Burtonsville, MD-based health care attorney Elizabeth Hogue worries this flexibility will lead to widespread non-compliance. "The more specific regulators are about protecting patient choice, the better for all concerned," Hogue tells Eli. "The flexible approach doesn't seem to be working because we regularly encounter clear-cut violations of patients' legal and ethical right to freedom of choice."
It's probably easier for everyone, especially hospitals themselves, if CMS would just stake out some clear rules on the list, adds clinical consultant Pat Sevast with American Express Tax & Business Services in Timonium, MD.
"CMS could have been more prescriptive on the hospital listing process, in view of some of the abuses of the referral policy, without being overly burdensome," judges Wardwell, a former CMS official.
HHAs may find themselves excluded from the list for many months with no hospital penalty, the final rule indicates. CMS repeatedly urges hospitals to use the Home Health Compare Web site to quickly and easily generate a list of Medicare-certified agencies in a certain geographic location. One commenter noted that HHAs don't get put on the Web site until they have submitted at least six months of OASIS data, and therefore wouldn't be included on the hospital's list either.
That's tough luck for HHAs, CMS responds. "The regulation does not prescribe the timeframe in which a HHA can request inclusion on a hospital list. The hospital has the freedom to determine a timeframe," the final rule notes.
Another place CMS offers flexibility is in the list's formatting. Parties commenting on the reg wanted alphabetical listing or some other uniform standard and a list for HHAs only, with no other provider types listed.
CMS shoots down those requests. "Hospitals that choose to develop and maintain their own lists" as opposed to using Home Health Compare "have the flexibility to determine the format," the agency says. CMS also turns down a request that hospitals supply the list to all agencies on it.
The agency does specify that hospitals can't exclude non-accredited HHAs from the list, however.
Police Compliance Yourself
This COP isn't meant to interfere "with a hospital network's inherent advantage in referrals," Wardwell points out. There is "a legitimate tendency of patients to stay within provider networks even when fully informed of their choices to go out of network."
But when hospitals inappropriately deny patients freedom of choice for providers and/or fail to keep the list as required, the requirement's COP status means HHAs can report violations to state or accrediting body surveyors, Langdon says.
Don't expect a big government crackdown in this area, Sevast warns. If you have problems with hospitals' referral practices, the burden will be on you to compile and submit complaints. "Don't just keep quiet and stew about it," she urges. "Nothing's going to happen if you don't do something about it."
But before making a complaint, be sure you have the whole story. For instance, perhaps the hospital didn't refer a patient to you because the physician prefers another agency, Sevast suggests. Get your facts straight before taking complaints to surveyors.

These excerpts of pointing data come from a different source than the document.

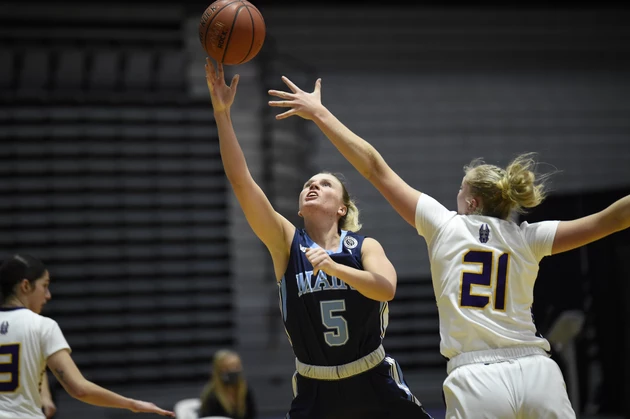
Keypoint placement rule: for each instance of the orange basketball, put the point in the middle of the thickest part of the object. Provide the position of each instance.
(232, 31)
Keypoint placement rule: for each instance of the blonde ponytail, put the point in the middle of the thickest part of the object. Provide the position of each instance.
(505, 191)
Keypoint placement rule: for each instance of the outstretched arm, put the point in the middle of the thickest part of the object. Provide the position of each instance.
(362, 155)
(585, 230)
(378, 278)
(66, 371)
(275, 231)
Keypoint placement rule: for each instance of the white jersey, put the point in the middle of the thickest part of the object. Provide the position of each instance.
(26, 341)
(483, 271)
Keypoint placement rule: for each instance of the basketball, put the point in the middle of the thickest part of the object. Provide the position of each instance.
(232, 31)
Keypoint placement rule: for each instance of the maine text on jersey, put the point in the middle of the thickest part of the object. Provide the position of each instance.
(322, 282)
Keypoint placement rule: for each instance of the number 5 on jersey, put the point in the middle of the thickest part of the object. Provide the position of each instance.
(484, 277)
(337, 325)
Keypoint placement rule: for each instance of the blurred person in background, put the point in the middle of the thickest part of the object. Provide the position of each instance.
(29, 342)
(227, 392)
(334, 288)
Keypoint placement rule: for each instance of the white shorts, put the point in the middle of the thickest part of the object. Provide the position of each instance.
(523, 388)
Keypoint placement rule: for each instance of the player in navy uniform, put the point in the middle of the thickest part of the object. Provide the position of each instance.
(334, 286)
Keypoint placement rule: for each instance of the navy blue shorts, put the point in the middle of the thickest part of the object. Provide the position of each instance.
(380, 393)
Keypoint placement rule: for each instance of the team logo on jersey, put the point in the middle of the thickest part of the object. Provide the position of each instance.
(484, 233)
(350, 242)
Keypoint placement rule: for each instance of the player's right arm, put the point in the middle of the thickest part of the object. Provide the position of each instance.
(575, 233)
(275, 231)
(66, 371)
(361, 154)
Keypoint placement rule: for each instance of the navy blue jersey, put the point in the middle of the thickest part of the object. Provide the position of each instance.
(328, 322)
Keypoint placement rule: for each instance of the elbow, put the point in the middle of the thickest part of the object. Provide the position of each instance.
(78, 390)
(388, 294)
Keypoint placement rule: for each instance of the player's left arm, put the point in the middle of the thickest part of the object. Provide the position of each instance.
(48, 406)
(582, 231)
(361, 154)
(376, 281)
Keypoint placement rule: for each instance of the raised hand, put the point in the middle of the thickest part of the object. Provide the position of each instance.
(48, 407)
(321, 261)
(145, 407)
(302, 104)
(221, 94)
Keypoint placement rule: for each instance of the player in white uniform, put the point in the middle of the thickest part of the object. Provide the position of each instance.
(483, 267)
(29, 342)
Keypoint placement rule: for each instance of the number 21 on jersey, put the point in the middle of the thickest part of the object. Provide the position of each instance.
(9, 367)
(484, 276)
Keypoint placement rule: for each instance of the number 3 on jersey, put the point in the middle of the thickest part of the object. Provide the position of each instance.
(338, 334)
(484, 277)
(9, 371)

Whether CMS' flexible approach to the hospital listing requirement works may become clear when CMS finally implements the rule requiring hospital referral data to be made public, Wardwell notes. But those stats aren't likely to see the light of day until the end of next year, at the earliest (see Eli's HCW, Vol. XIII, No. 25, p. 194).
Editor's Note: The rule is at www.cms.hhs.gov/providers/hipps/frnotices.asp (Part 3, pp. 366-391).